Die Gegner der Abkommen fordern, dass das Gesundheits- und das Bildungswesen sowie die öffentliche Versorgung vor der geplanten Liberalisierung geschützt werden. In den gegenwärtigen Vertragstexten gebe es zu viele Unsicherheiten, erklärten sie. Die Präsidentin von „Brot für die Welt“, Cornelia Füllkrug-Weitzel, kritisierte die Abkommen als „Armutsförderungsprogramm“. Für die evangelische Kirche seien die Einhaltung der Menschenrechte und nachhaltige Entwicklungsziele der Prüfstein für Ceta und TTIP. In ihrer jetzigen Form stärkten die Abkommen aber den reichen Norden auf Kosten des globalen Südens.

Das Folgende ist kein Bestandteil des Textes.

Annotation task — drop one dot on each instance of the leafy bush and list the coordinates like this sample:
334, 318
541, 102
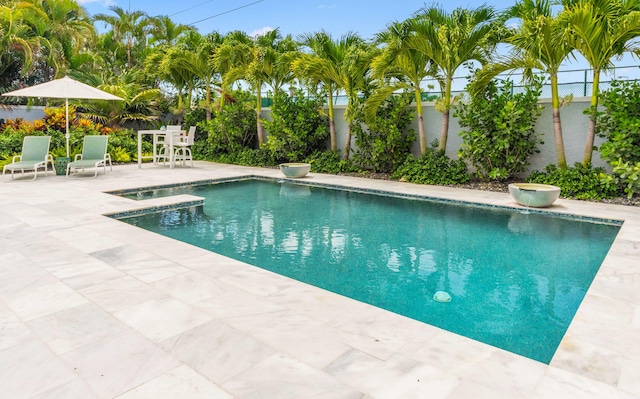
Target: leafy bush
434, 167
11, 142
580, 182
298, 127
500, 135
385, 142
330, 162
619, 124
246, 157
127, 141
232, 129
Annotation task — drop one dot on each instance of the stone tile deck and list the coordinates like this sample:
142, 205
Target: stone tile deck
94, 308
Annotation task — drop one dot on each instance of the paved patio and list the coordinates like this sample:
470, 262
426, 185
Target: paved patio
91, 307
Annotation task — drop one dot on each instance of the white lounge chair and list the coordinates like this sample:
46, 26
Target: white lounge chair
94, 154
35, 155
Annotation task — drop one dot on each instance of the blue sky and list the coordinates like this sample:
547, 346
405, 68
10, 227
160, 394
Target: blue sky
365, 17
295, 17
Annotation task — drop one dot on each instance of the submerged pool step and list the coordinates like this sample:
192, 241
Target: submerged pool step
153, 205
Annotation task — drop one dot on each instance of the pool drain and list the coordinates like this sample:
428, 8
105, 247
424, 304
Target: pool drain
442, 296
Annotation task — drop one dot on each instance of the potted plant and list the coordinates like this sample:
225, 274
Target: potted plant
61, 160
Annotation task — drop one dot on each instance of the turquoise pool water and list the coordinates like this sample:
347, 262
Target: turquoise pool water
515, 280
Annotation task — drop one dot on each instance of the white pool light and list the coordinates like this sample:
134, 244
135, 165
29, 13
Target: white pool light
442, 296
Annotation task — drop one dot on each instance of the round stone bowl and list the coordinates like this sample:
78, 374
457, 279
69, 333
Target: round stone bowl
533, 194
295, 169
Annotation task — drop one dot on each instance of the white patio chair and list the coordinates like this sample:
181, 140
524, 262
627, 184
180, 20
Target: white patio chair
183, 146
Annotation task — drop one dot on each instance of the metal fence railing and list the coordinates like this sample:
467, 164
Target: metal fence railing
576, 82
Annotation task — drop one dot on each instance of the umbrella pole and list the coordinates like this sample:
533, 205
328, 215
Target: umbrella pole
66, 104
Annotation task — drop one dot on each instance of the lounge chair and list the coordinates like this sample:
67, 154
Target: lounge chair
94, 154
183, 147
35, 155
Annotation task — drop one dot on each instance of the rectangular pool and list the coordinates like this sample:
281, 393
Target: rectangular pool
515, 280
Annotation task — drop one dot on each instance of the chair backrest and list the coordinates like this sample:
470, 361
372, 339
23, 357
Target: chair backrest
35, 148
191, 135
94, 147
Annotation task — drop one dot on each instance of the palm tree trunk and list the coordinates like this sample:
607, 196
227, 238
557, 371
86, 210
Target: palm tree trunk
332, 123
557, 125
444, 131
421, 133
347, 144
591, 130
208, 103
258, 112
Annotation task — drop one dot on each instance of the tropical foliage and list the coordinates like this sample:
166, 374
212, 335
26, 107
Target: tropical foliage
164, 70
498, 129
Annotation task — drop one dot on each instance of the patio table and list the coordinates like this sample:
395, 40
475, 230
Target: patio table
156, 133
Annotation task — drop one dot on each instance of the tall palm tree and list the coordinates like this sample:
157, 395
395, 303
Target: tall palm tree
325, 64
129, 29
16, 42
600, 30
63, 29
139, 103
205, 48
354, 79
256, 62
537, 44
398, 67
450, 40
164, 31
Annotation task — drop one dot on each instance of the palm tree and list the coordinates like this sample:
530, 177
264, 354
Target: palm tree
203, 65
257, 63
15, 42
328, 63
164, 31
600, 30
130, 29
399, 67
63, 30
139, 103
235, 50
537, 44
450, 40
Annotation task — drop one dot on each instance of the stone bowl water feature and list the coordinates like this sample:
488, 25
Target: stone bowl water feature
533, 194
295, 169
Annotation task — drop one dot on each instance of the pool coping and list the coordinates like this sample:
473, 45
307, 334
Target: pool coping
178, 204
319, 345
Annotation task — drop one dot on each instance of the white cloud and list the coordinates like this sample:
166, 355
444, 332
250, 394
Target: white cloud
261, 31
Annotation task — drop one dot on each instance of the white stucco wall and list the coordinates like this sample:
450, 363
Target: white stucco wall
574, 126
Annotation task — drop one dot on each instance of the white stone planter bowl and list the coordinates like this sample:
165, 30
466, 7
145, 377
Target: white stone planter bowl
295, 169
533, 194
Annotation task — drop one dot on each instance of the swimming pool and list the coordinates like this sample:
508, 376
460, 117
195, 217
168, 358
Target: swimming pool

Warnung vor Bauernfängerei

Der Bundesverband Großhandel, Außenhandel, Dienstleistungen (BGA) warf den Gegnern der Abkommen vor, eine Art Bauernfängerei zu betreiben. „Es muss endlich damit Schluss sein, Gefahren zu erfinden, um den Bürgern in diesem Land Angst vor dem Freihandel zu machen. Einigen geht es schon lange nicht mehr um eine Auseinandersetzung über Inhalte, sondern ausschließlich darum, die Öffentlichkeit gegen TTIP und Ceta aufzubringen“, erklärte BGA-Präsident Anton F. Börner.

Es sei höchst unredlich, dabei auch noch zu behaupten, dem Allgemeinwohl dienen zu wollen. „Ohne Freihandelsabkommen nimmt der freie Warenverkehr als Fundament unseres Wohlstands in Deutschland nachhaltig Schaden. Mit einem solchen wirtschaftsfeindlichen Verhalten sägen Interessengruppen an dem Ast, auf dem wir alle sitzen“, sagte Börner und betonte, dass durch Freihandelsabkommen bisher noch kein einziger Standard, der in der Europäischen Union gelte, gesenkt worden sei. „Auch wenn immer wieder das Gegenteil behauptet wird: Die EU wird keines ihrer grundlegenden Gesetze zum Schutz von Menschen, Tieren oder Umwelt aufheben“, unterstrich der BGA-Präsident.